Assistant Professor Katarina Jegdic
Computer and Mathematical Sciences
University of Houston - Downtown
USA

Abstract: The first part of this talk is a brief introduction to the systems of partial differential equations known as conservation laws. We will discuss the physical background of these systems and show several applications. Notions of weak solutions and entropy conditions will be outlined.
The second part of the talk is on analysis of two-dimensional Riemann problems for systems of conservation laws with applications to shock reflection. When written in self-similar coordinates, these problems lead to free boundary problems for the reflected shock and a subsonic state behind the shock. We will present our recent results (joint work with Barbara Lee Keyfitz and Suncica Canic) on analysis of these problems for the isentropic gas dynamics equations using the theory of second order elliptic equations with mixed boundary conditions and fixed point theory. The talk will conclude with numerical solutions to several Riemann problems for the full gas dynamics equations resulting in weak and strong regular reflection.

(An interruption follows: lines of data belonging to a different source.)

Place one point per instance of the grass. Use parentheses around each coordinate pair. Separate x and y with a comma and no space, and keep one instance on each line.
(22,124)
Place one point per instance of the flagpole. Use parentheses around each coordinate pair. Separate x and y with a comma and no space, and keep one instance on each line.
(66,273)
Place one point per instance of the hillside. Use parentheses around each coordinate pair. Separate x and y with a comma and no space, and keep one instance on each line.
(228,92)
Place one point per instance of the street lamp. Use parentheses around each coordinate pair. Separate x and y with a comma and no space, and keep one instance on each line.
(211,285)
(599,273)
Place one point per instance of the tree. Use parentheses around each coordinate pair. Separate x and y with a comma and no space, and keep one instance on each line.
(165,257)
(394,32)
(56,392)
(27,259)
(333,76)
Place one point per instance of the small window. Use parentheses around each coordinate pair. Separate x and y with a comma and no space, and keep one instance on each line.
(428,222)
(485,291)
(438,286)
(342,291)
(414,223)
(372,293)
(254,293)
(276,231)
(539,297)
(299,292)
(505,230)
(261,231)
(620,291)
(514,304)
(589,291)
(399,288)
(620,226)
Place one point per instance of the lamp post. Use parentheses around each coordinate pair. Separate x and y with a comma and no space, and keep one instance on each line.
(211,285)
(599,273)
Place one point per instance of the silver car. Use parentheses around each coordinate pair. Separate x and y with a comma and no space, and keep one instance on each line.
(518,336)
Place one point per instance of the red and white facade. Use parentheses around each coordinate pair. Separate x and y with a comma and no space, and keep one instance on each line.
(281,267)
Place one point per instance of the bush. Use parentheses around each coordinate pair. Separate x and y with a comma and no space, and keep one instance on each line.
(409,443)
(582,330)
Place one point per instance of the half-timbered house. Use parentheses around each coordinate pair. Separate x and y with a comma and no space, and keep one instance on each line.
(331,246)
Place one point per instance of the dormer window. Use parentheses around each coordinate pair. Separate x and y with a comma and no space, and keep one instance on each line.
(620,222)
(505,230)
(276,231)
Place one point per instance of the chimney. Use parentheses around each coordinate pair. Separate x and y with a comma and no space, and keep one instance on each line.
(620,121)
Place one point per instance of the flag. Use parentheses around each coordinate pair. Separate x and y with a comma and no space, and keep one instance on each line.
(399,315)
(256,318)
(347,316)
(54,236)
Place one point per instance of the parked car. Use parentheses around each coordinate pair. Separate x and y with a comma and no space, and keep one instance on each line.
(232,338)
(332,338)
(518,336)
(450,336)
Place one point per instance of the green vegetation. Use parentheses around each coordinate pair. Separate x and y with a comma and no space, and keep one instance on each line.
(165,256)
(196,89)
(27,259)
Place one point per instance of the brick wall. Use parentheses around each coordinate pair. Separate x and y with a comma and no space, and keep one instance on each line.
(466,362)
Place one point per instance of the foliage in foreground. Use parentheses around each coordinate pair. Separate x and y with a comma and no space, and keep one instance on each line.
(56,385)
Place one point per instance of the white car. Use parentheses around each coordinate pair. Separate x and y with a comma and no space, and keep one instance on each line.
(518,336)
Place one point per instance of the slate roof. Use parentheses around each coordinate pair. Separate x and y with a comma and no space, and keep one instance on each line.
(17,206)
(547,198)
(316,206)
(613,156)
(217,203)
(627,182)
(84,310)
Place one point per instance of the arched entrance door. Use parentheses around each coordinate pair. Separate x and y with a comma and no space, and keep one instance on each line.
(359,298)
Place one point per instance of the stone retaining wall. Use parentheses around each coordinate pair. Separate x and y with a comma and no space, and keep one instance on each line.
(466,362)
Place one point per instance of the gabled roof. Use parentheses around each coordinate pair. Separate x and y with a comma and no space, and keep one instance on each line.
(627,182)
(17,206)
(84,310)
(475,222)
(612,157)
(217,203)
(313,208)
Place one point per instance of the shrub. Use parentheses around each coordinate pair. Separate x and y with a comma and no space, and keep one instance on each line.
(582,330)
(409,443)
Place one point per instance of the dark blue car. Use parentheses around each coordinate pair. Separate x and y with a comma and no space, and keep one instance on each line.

Brief Biography of the Speaker:
Katarina Jegdic received B. Sc. degree in Mathematics from the University of Novi Sad, Serbia, in 1997. She obtained M.S. degree and Ph.D. degree in Mathematics from the University of Illinois at Urbana-Champaign, USA, in 2000 and 2004, respectively, after which she held a postdoctoral position at the University of Houston, USA. She is an assistant professor at the University of Houston - Downtown since fall of 2006. Her research interests are in mathematical and numerical analysis of systems of conservation laws with applications to shock reflection and petroleum engineering.